Cosmopolita

Publicado el Juan Gabriel Gomez Albarello

O Irrevocável Passado

As histórias de ciência-ficção têm contribuido a popularizar a noção de que é possível viajar ao passado e modificá-lo. Se a fé poética não abandonasse o terreno da literatura, não haveria nenhum problema. Mas ocorre que algumas pessoas permitem-se uma suspensão da incredulidade além do razonável e acreditam na possibilidade de que o passado poderia ser objeto duma intervenção humana. Algumas outras professam a crença que o assunto mesmo está nas mãos da divinidade. Bastaria mencionar o caso do teólogo Pier Damiani. A verdade é que todas essas pessoas enganam-se.

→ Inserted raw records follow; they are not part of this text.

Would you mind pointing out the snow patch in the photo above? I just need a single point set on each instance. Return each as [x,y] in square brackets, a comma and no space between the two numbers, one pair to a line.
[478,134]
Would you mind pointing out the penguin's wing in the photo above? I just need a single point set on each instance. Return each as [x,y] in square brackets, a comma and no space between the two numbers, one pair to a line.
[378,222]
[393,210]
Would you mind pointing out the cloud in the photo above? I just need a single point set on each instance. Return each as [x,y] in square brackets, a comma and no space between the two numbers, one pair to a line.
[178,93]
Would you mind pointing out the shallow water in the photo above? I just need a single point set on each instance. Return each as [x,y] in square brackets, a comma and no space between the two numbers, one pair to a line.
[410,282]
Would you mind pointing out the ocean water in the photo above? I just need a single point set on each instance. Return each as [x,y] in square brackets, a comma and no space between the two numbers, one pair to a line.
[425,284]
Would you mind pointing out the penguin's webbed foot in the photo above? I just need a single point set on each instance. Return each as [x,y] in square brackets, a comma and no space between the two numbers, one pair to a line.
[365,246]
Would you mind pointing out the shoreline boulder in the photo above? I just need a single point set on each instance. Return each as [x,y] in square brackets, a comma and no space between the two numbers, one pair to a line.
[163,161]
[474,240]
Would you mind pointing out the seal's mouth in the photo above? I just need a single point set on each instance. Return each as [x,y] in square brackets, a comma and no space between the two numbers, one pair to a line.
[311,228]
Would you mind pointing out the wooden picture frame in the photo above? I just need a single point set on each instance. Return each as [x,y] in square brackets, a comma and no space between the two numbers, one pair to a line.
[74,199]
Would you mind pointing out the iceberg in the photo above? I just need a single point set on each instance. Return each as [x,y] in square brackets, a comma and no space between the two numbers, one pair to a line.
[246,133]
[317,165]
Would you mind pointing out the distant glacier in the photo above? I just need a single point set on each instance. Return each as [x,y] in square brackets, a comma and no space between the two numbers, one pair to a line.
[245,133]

Chrono-Shredder Calendar (Calendário Picador do Tempo), tomado da página walyou.com

Há pelo menos três argumentos contra a possibilidade de revocar o passado. O primeiro é que não há eventos isolados nem cadeias isoladas de eventos. Por tanto, modificar um só implicaria introduzir modificações em muitos mais, tanto que ao final estariam comprometidos todos os eventos que envolvessem a todos os individuos vivos ao momento dessa única modificação. Nem imaginar o que sucederia se múltiples modificações fossem introducidas.

O segundo argumento tem que ver como a crença razonável –não me atreveria a dizer o fato– que a quantidade de energia no universo é finita. Se houvesse uma quantidade infinita, talvez o universo suportaria o esbanjamento de recursos empregados em fazer e desfazer a história universal uma e outra vez conforme aos desejos dos indivíduos inconformes. Mas se o universo, como a economia caseira, tem um orçamento limitado, então revocar o passado é um luxo que está além de nossas possibilidades.

O terceiro argumento tem que ver com a estabilidade mesma de nossas vidas. Do mesmo modo que a força gravitacional mantém os planetas em suas trajetórias, o passado nos mantém na nossa. O dito não significa que não seja possível que haja mudanças bruscas e radicais. Colisões interestelares podem causar desordem e transformações na estrutura das galáxias. Mas é inconcebível que a terra gire sobre si mesma em direção contrária ou que faça a sua trajetoria em reversa. O único lugar do mundo no qual os relógios correm numa direção oposta aos demais que marcam o passo do tempo é na Bolivia, mas acredito que essa lutta inútil contra o ordem das horas e os minutos não durará muito.

Relógio do edifício do Congreso Boliviano em La Paz, foto de Associated Press

Tudo isto pode ser muito chato. Um mundo no qual o passado não fosse irrevocável talvez seria muito mais interessante. Mas para isso temos a literatura.